ARTIGO DE ESTELA RENNER E MARCOS NISTI

A DRAMATURGIA ATIVISTA

A @mariafarinhafilmsbr nasceu em 2008 com o propósito de criar projetos audiovisuais com causas. Nascemos dentro de uma ONG, nossos documentários “Muito Além do Peso”, “O Começo da Vida”, “Criança, Alma do Negócio” foram temas de ENEM e campanhas da UNICEF. Há oito anos a urgência da emergência climática nos incomodava e seu relógio minguante já era desesperador, tivemos a ideia de levar nossa veia ativista para a ficção, com o intuito de falar com um número de pessoas ainda maior do que falávamos através dos nossos documentários. Criar personagens, tramas, tornar as narrativas críveis e tocantes era o nosso novo maior desafio quando escolhemos explorar o universo da dramaturgia.

Quantas vezes já não nos formamos em medicina com “Sob Pressão”, “E.R” ou “Greys Anatomy”? Com “Suits” ou “The Goodwife” todos acreditamos entender do complexo mundo do direito. Sem contarmos as discussões políticas baseadas em “House Of Cards” ou as dúvidas sobre casos criminais com o que aprendemos em “CSI”. “Aruanas” foi criada para explorar esse universo das instituições ambientais e as figuras que estão na linha de frente, repletas de camadas, humanidades e um único objetivo: defender o meio ambiente.

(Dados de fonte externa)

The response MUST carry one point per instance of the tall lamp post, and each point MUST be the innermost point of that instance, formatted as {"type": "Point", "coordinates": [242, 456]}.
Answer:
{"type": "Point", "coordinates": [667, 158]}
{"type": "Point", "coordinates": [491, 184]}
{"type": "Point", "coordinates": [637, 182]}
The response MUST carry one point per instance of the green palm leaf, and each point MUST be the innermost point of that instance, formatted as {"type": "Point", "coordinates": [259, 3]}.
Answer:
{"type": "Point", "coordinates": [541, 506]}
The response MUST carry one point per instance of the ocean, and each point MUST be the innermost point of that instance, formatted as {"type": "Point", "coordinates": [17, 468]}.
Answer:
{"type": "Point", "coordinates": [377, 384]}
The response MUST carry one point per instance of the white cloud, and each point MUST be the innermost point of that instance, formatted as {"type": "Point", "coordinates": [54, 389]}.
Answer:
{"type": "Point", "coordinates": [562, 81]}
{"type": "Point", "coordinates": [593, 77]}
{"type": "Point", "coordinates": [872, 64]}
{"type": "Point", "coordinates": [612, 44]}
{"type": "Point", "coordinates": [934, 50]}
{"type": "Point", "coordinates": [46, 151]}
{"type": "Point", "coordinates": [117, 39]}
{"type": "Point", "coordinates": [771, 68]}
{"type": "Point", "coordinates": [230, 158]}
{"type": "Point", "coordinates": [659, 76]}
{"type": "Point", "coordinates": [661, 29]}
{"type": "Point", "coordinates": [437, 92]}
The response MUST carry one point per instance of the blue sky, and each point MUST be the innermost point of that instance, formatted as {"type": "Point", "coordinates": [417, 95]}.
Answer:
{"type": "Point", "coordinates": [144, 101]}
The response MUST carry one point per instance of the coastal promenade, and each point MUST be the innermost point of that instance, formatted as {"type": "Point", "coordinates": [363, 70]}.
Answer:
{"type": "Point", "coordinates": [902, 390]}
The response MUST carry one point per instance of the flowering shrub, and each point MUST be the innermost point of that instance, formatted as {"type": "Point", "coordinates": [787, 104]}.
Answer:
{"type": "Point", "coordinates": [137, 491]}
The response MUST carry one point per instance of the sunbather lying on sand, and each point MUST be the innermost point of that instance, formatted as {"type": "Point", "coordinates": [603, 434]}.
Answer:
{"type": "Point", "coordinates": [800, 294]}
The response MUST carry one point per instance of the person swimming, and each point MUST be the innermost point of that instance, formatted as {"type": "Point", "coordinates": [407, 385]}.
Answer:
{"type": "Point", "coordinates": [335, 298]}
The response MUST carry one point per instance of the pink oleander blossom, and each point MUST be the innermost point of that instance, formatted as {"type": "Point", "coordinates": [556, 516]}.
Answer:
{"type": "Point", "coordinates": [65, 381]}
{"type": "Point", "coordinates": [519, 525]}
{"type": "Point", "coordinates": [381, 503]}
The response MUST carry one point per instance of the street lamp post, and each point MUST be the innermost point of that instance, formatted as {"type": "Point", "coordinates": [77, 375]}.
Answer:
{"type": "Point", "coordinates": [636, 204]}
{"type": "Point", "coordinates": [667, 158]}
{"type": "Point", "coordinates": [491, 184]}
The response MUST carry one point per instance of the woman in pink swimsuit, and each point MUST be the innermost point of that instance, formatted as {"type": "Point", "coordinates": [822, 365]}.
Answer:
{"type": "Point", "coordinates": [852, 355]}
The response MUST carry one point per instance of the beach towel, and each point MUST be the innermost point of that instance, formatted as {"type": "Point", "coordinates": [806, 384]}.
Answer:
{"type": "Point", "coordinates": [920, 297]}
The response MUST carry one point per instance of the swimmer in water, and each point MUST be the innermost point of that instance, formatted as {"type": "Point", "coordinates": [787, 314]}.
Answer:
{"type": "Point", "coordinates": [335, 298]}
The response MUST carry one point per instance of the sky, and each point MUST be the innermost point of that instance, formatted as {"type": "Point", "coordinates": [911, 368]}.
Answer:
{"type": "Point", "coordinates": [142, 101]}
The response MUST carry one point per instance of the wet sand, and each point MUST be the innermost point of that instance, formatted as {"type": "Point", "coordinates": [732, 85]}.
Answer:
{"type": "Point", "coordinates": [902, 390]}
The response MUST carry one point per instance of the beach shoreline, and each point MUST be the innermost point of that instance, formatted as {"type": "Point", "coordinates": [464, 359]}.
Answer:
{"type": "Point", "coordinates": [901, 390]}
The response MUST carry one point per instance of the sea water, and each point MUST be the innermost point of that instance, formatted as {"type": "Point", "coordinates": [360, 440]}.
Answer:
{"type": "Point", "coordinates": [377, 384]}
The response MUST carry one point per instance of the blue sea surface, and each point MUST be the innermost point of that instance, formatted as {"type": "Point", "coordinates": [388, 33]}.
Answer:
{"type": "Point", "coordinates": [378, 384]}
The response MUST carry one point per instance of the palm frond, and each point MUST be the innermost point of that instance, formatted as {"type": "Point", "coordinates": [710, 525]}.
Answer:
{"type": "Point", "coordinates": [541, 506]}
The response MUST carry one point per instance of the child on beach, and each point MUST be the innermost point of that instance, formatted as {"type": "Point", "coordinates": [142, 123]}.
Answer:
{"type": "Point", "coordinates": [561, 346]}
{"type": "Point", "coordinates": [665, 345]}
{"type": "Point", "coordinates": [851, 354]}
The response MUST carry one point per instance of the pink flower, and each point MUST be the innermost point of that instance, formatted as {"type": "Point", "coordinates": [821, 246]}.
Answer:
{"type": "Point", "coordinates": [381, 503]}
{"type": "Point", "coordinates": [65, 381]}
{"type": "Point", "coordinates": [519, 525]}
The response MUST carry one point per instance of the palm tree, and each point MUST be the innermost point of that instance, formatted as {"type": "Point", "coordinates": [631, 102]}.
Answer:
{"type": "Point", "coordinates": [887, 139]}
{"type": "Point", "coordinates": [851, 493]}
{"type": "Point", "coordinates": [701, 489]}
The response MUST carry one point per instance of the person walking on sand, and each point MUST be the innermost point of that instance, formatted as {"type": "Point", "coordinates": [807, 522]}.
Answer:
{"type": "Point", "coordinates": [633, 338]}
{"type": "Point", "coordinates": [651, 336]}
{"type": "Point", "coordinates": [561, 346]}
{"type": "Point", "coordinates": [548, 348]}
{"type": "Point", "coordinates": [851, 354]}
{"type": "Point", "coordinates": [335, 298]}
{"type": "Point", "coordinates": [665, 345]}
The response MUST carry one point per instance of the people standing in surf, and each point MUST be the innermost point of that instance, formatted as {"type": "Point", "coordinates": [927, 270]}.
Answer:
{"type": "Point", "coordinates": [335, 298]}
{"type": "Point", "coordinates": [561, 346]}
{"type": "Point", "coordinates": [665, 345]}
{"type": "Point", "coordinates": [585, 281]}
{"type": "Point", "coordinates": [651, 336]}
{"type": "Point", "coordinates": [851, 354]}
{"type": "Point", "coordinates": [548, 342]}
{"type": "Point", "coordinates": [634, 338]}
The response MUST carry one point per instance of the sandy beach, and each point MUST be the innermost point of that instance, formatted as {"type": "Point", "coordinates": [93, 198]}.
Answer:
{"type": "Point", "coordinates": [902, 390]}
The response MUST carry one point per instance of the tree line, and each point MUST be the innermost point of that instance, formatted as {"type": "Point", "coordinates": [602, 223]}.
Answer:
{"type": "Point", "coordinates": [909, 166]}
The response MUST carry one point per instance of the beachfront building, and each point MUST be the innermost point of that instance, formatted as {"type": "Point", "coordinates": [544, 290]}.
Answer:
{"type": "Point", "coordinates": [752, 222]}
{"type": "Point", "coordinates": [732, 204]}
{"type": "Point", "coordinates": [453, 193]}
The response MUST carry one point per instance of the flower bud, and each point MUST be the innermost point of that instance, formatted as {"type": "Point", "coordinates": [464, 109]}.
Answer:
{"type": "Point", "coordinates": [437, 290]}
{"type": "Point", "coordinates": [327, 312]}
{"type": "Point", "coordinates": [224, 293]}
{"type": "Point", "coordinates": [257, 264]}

Sabemos o potencial inspirador de palavras, histórias e ações – e como essa somatória pode mudar o mundo. Quando damos nome a uma questão, ela passa a existir mais concretamente. E se ela se torna visível e assim, pode ser questionada, modificada.

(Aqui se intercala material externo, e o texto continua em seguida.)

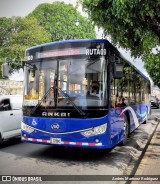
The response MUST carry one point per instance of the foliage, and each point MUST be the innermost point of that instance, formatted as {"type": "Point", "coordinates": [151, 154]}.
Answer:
{"type": "Point", "coordinates": [16, 35]}
{"type": "Point", "coordinates": [132, 24]}
{"type": "Point", "coordinates": [59, 20]}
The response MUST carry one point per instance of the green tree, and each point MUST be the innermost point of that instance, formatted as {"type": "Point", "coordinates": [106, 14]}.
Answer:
{"type": "Point", "coordinates": [132, 24]}
{"type": "Point", "coordinates": [59, 20]}
{"type": "Point", "coordinates": [16, 35]}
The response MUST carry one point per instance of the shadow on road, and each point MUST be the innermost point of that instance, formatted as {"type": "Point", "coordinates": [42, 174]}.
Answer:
{"type": "Point", "coordinates": [118, 157]}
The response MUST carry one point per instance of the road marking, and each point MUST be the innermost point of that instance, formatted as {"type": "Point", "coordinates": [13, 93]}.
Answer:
{"type": "Point", "coordinates": [147, 154]}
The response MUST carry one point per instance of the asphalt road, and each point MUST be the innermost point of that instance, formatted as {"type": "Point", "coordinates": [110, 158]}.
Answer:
{"type": "Point", "coordinates": [17, 158]}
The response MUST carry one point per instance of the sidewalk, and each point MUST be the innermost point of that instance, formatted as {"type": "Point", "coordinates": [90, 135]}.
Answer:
{"type": "Point", "coordinates": [150, 164]}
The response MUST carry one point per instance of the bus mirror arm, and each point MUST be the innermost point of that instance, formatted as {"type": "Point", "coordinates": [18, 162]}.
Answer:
{"type": "Point", "coordinates": [118, 70]}
{"type": "Point", "coordinates": [39, 103]}
{"type": "Point", "coordinates": [33, 67]}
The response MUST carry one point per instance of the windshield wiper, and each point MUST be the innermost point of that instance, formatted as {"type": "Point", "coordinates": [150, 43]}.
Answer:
{"type": "Point", "coordinates": [79, 110]}
{"type": "Point", "coordinates": [39, 103]}
{"type": "Point", "coordinates": [65, 95]}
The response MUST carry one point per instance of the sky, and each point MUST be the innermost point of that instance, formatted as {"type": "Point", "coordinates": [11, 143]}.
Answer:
{"type": "Point", "coordinates": [9, 8]}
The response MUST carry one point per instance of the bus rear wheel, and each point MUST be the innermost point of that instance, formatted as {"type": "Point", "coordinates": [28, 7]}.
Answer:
{"type": "Point", "coordinates": [125, 132]}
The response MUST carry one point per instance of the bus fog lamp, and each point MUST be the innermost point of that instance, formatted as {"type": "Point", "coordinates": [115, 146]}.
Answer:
{"type": "Point", "coordinates": [27, 128]}
{"type": "Point", "coordinates": [95, 131]}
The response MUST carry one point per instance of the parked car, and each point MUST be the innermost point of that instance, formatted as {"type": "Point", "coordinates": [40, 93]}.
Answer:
{"type": "Point", "coordinates": [10, 116]}
{"type": "Point", "coordinates": [154, 102]}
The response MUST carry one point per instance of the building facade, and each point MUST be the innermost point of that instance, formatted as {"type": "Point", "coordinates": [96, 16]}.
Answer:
{"type": "Point", "coordinates": [10, 87]}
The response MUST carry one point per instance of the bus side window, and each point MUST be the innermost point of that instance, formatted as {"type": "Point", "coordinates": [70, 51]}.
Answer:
{"type": "Point", "coordinates": [5, 105]}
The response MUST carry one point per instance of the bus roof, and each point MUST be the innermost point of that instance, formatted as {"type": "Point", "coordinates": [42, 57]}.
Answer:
{"type": "Point", "coordinates": [90, 40]}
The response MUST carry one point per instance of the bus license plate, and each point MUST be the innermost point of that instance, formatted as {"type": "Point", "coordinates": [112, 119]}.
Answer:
{"type": "Point", "coordinates": [55, 140]}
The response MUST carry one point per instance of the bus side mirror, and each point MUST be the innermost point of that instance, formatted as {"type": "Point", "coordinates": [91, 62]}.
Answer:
{"type": "Point", "coordinates": [118, 70]}
{"type": "Point", "coordinates": [5, 70]}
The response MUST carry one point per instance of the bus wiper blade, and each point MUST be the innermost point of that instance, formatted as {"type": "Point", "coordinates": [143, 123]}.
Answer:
{"type": "Point", "coordinates": [39, 103]}
{"type": "Point", "coordinates": [74, 105]}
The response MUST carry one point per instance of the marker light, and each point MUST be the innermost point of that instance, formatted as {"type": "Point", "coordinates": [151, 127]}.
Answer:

Foram anos de pesquisas em ONGs parceiras, como Greenpeace e Instituto Alana. Horas e mais horas de entrevistas com grandes nomes do ativismo. O mergulho em notícias e leituras e nosso trabalho anterior com documentários nos trouxe a noção de que a sinopse que construíamos exigia diversidade, representatividade e um compromisso muito sério com a realidade daquelas pessoas e situações que decidimos retratar.

Ativismo é sinônimo de ação. Para ter mudanças é necessário agir, transformar e ressignificar. Para isso, começamos pelos bastidores: protagonismo feminino – entre as atrizes principais, três negras; aproximadamente 37% do elenco formado por atores do Amazonas; elenco indígena; uso da língua da etnia tukana. Sem contar a equipe de produção, cuja a metade foi formada por mulheres, e também contou com a expertise de profissionais audiovisuais de Manaus.

Com personagens esféricas, cheias de luz e sombras, que fogem do estereótipo de heroínas –são pessoas ordinárias fazendo coisas extraordinárias-  os espectadores tiveram reações diversas com as tramas: ora se emocionaram com o drama de Clara, uma garota fugindo de uma relação abusiva, ora tiveram muita raiva da traição entre melhores amigas em pleno movimento feminista crescente, e também refletiram sobre as decisões de Luiza sobre a maternidade. Nas redes, muitos compartilharam, indicaram aos amigos e se engajaram nessa história, e identificaram situações fictícias muito parecidas com a realidade.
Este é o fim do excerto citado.